This week in lab the assignment introduced map projections and coordinate systems. To understand the importance of projections students created multiple data frames and reprojected a map into Albers Conical Equal Area, Universal Transverse Mercator, and State Plane map projections. Activating the each data frame demonstrated the shape and size change of the map in the different projections. Further demonstrating the difference in map shape and size, the students were instructed to find the area for four counties in Florida. Each projection works best for it's specific range. For this reason the similarity between calculated areas diminishes the further away from the range of the projection. This resulted in the most varied calculated areas being in Miami-Dade and Polk counties.

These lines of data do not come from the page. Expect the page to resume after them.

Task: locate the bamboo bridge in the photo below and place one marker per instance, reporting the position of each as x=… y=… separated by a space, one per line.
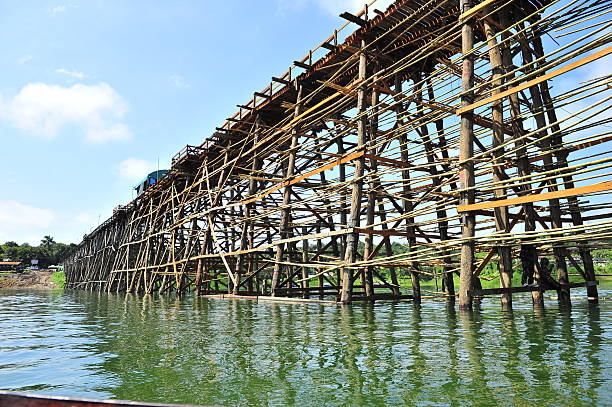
x=436 y=138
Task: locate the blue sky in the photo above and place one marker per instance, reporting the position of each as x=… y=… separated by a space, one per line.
x=92 y=93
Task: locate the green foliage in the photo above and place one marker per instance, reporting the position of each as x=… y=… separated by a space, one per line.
x=49 y=252
x=59 y=279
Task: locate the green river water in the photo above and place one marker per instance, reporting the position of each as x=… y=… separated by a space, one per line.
x=213 y=351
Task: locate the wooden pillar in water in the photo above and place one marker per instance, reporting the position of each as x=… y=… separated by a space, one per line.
x=352 y=239
x=407 y=194
x=501 y=214
x=286 y=211
x=466 y=151
x=528 y=251
x=544 y=144
x=248 y=224
x=561 y=156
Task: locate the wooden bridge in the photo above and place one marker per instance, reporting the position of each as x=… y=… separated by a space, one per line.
x=428 y=142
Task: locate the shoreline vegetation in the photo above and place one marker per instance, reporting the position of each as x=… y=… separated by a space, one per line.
x=50 y=252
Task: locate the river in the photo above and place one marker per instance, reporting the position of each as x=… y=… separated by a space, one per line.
x=213 y=351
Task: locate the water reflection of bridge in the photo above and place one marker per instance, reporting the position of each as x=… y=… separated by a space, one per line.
x=195 y=350
x=428 y=142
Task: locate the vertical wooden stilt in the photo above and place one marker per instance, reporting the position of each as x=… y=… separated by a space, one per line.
x=286 y=211
x=501 y=214
x=357 y=189
x=466 y=150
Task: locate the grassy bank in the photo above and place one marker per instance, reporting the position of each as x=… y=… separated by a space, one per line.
x=59 y=279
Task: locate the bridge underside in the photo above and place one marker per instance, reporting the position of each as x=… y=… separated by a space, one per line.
x=430 y=142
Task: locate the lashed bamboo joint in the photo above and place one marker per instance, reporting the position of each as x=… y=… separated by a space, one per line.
x=427 y=143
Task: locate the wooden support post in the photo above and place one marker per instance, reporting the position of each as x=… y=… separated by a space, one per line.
x=357 y=189
x=501 y=214
x=247 y=224
x=305 y=249
x=407 y=195
x=561 y=156
x=528 y=253
x=286 y=211
x=448 y=280
x=367 y=277
x=466 y=150
x=555 y=209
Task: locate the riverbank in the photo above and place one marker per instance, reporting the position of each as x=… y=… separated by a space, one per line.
x=32 y=279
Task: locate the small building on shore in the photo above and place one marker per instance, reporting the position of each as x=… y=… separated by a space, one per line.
x=7 y=265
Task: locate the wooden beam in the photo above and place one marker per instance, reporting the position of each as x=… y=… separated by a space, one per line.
x=354 y=19
x=589 y=189
x=539 y=79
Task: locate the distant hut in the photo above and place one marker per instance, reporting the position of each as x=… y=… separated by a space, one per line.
x=149 y=180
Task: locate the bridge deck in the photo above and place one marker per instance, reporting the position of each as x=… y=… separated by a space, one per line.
x=426 y=143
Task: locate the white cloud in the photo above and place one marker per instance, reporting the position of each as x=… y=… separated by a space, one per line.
x=62 y=8
x=17 y=218
x=24 y=60
x=43 y=109
x=178 y=81
x=333 y=7
x=116 y=132
x=134 y=169
x=72 y=74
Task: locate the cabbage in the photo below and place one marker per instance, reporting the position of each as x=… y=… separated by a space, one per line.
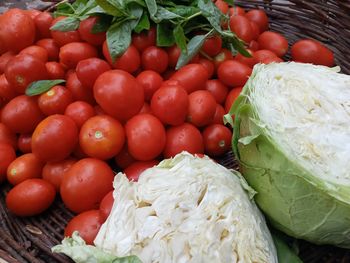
x=292 y=139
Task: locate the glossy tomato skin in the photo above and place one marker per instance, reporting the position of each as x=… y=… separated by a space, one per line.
x=101 y=137
x=184 y=137
x=145 y=137
x=31 y=197
x=24 y=167
x=55 y=138
x=21 y=70
x=88 y=179
x=21 y=114
x=119 y=94
x=87 y=224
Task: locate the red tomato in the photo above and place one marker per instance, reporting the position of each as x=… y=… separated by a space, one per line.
x=106 y=206
x=19 y=31
x=192 y=77
x=150 y=81
x=21 y=114
x=85 y=184
x=145 y=137
x=7 y=155
x=234 y=73
x=55 y=100
x=217 y=139
x=119 y=94
x=53 y=172
x=85 y=30
x=55 y=138
x=134 y=170
x=63 y=38
x=89 y=69
x=170 y=104
x=101 y=137
x=184 y=137
x=273 y=41
x=24 y=167
x=51 y=47
x=87 y=224
x=21 y=70
x=31 y=197
x=79 y=112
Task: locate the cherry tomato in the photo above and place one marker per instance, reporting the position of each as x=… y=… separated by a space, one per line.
x=86 y=28
x=134 y=170
x=24 y=167
x=55 y=138
x=87 y=224
x=184 y=137
x=7 y=155
x=145 y=137
x=217 y=139
x=21 y=114
x=85 y=184
x=53 y=172
x=170 y=104
x=119 y=94
x=31 y=197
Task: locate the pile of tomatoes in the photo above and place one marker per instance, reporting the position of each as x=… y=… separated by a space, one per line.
x=127 y=114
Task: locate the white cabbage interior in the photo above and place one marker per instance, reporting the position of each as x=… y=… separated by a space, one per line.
x=194 y=212
x=306 y=110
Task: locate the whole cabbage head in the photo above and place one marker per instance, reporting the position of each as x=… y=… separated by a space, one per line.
x=292 y=139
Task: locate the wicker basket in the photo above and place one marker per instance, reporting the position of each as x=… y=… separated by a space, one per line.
x=30 y=239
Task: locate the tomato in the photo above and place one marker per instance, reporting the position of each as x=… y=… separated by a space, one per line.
x=7 y=155
x=311 y=51
x=134 y=170
x=170 y=104
x=212 y=46
x=79 y=92
x=24 y=143
x=19 y=31
x=192 y=77
x=101 y=137
x=43 y=23
x=21 y=114
x=144 y=39
x=234 y=73
x=106 y=206
x=150 y=81
x=130 y=61
x=24 y=167
x=31 y=197
x=51 y=47
x=184 y=137
x=53 y=172
x=63 y=38
x=85 y=184
x=145 y=137
x=154 y=58
x=119 y=94
x=259 y=17
x=79 y=112
x=21 y=70
x=241 y=26
x=86 y=28
x=87 y=224
x=273 y=41
x=217 y=139
x=55 y=138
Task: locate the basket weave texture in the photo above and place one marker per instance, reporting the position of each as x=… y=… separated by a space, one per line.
x=30 y=239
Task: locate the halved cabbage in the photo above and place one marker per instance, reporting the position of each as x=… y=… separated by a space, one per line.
x=292 y=139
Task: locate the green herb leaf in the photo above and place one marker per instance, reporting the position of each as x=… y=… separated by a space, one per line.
x=66 y=24
x=41 y=86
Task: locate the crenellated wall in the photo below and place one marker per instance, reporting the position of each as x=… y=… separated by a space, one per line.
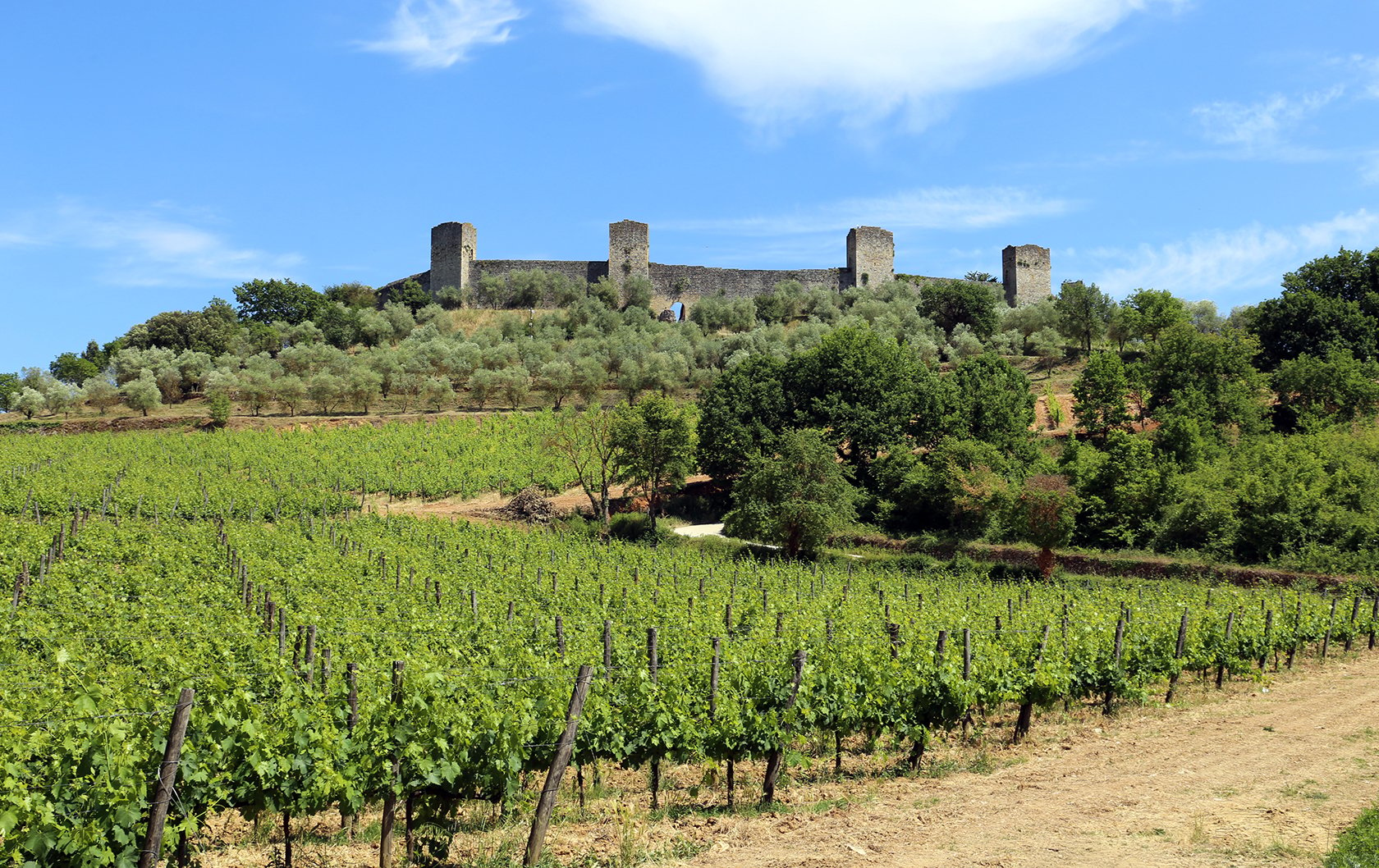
x=870 y=259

For the georeferencing, editing and ArcScene assignment students had to georeference the location of buildings on aerial rasters of the UWF campus. The georeferencing tool was used to match recognizable points on the raster with the same points on the vector shapefile. With sufficient points matched with a reasonable root mean square error the georeference was updated. This assigned the raster a spatial reference system. The raster of the southern portion of campus could not be matched fully because the photograph was distorted. To correct this issue the transformation was changed from 1st to 2nd order polynomial. The two rasters with the overlaid buildings and roads shapefiles is shown below to the right. The map also shows a digitized building and road and the location of a protected eagle's nest on campus with a two buffer zones. In the last portion of the lab students used the georeferenced raster files to create a 3D map in ArcScene, shown in the map to the left.